これに対し、スラッジは本人が冷静に熟考した場合と異なる選択をさせるもので、本人が後悔したり、本人の満足度を下げたりする結果をもたらすものです。

いつでも解約できるサブスクを
ダラダラと続けてしまう理由

 試供品の配布や各種サービスのサブスクリプションサブスク)は現状維持バイアスを利用したビジネスの手法です。

 試供品を配布するのは、その商品を試してもらうことをきっかけに、その後も使い続けてもらいたいと考えるためですし、いったん契約すると自動的に契約更新されるサブスクも、人はあまり現状を変えたがらないという特性を利用して、契約を自動継続してもらう仕組みです。

 これらの例は、もし本人も新しい製品を使うことを望んでいたり、継続してサービスを使いたいということであれば、それだけなら悪い使い方(スラッジ)とまでは言えません。

 しかし、サブスクを解除するのがとても面倒だったり、契約が自動継続されていることを知らせないというのであれば、スラッジです。

 ダークパターンと呼ばれる、ネット上でユーザーをだまして操作させるようなデザインもスラッジの悪質なものです。

 また、常時その値段なのに「今なら○○円!」と強調した広告や、「今日お金を借りたら、1週間後には△△円返すだけで大丈夫」などとする消費者金融の広告は、現在バイアスを悪用したスラッジといえます。

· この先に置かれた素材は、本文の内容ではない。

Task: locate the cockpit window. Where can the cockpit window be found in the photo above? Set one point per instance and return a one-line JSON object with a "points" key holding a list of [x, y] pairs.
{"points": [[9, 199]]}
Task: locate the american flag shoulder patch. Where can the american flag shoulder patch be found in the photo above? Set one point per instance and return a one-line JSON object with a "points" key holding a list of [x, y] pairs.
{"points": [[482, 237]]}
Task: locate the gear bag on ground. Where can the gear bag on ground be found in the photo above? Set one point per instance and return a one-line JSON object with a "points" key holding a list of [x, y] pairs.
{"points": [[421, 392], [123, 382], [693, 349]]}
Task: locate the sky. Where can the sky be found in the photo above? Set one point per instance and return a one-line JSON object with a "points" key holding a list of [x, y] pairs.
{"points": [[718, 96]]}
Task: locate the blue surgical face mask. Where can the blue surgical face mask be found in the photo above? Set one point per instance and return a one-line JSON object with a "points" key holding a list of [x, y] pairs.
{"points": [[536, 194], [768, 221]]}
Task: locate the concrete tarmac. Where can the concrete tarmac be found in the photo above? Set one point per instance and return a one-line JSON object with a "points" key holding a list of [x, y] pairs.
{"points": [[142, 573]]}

 もし、冷静で熟考できる時間があればどのような消費行動をしたか、それは消費者本人のためになったのか、という観点で考えると、行動経済学を応用したメッセージですが、ナッジとは言えないでしょう。

「規則を守らない人がいます」は
スラッジになっていて逆効果

 このようなスラッジは最初から行動経済学を悪用するつもりのもので、もちろん問題ですが、実はそれよりずっと多いのが、悪用だと思わず使っている無自覚のスラッジです。

 医者の「□□を控えてください」という表現も、医者はナッジと思っているかもしれませんが、患者に対して健康によい行動を取りたくないと思わせるという意味ではスラッジになっているのです。